The sun was setting over Capitol Hill as we took up our positions. All entrances were covered: those were the orders coming down from on high, and who were we – mere pawns in the game – to question why, or (heaven forfend!) disobey? We did what we were told. And we had a list of those who were to be detained: the troublemakers, our captain called them: a list with names and photographs, although we all knew by sight who they were. There weren’t many of them, to be sure: there weren’t all that many troublemakers on Capitol Hill these days. Go along to get along: that was the unspoken rule, and most obeyed. So the list was short. But there was that noxious minority – from both parties – who could conceivably give us a bit of trouble.
Evil loves the night, which is why most crimes occur under cover of darkness, and this one was no exception.
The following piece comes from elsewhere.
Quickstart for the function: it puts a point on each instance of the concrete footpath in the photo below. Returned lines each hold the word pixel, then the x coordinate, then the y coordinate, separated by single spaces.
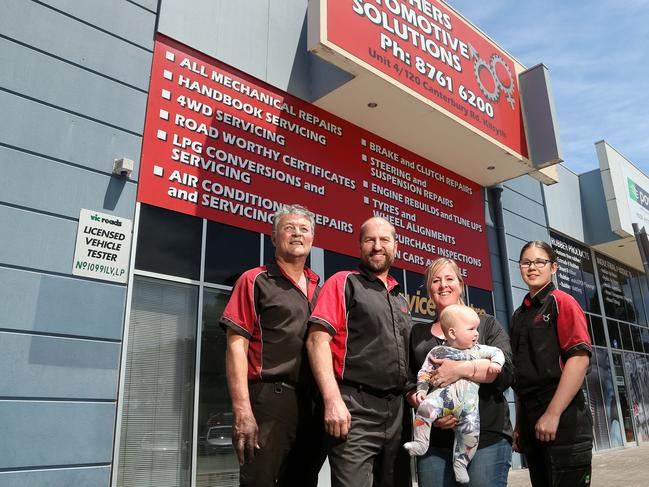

The plan was to quickly take out the Secret Service – those who weren’t in on the plan, that is – and move the President to an Undisclosed Location. Lop off the head and the body would be paralyzed. Although I was just a drone – a mere sergeant at the time – and not in on the big boys’ plans, it was clear to me what they were doing. In a highly centralized apparatus such as Washington, all we had to do was go after a few vulnerable locus points and the bloated body of the bureaucracy would be immobilized while we ran rampant over the prostrate body of the republic.
Nobody expected President Paul – or his guards – to put up much resistance: of the Secret Service agents who were guarding him, two were in on the plot. He did resist, however, although that didn’t come out until much later: we had the media on our side, or at least the major players, and they could be counted on for discretion – and, if not, we had ways of dealing with them. Even as the CIA paramilitaries were moving in on the White House that night, so were smaller groups of urban commandos moving through the streets of New York City’s “media district,” securing the major networks. All stations would broadcast the message from the chairman of the joint chiefs the next morning, at 9 am sharp, and we frankly didn’t expect much trouble from those quarters. Those guys hated the new President, the Kentucky Hick as they called him: although it’s verboten to diss the commander-in-chief, when my company commander called him the Poor White Trash President in the company of several officers, everybody laughed.
Rumors of the coup had been rife in the weeks: you can’t keep a secret in Washington, and especially not this kind. But the guys upstairs had that one all figured out way in advance: anticipating leaks, they had started spreading the rumors themselves, and then had their pet pundits debunk them as “wild conspiracy theories” spread by “extremist” supporters of the President-elect. Yet more evidence that the Paulians – or Paulbots, as the media dubbed them – are dangerous hotheads who see a conspiracy hiding behind every bush. What kooks! And as for their Kook-in-chief, who had somehow snuck into the White House when no one was looking – a leader is defined by his supporters. The election of 2014 had all been one huge mistake. Can we roll back the tape?
I chuckled to myself as I moved through the darkness. Get ready, folks, because this is one “urban myth” that’s about to come true, like those alligators in the New York City sewers my buddy from Brooklyn told me about: he grew up in that hood and had actually seen one. Or so he said. But you never know, do you?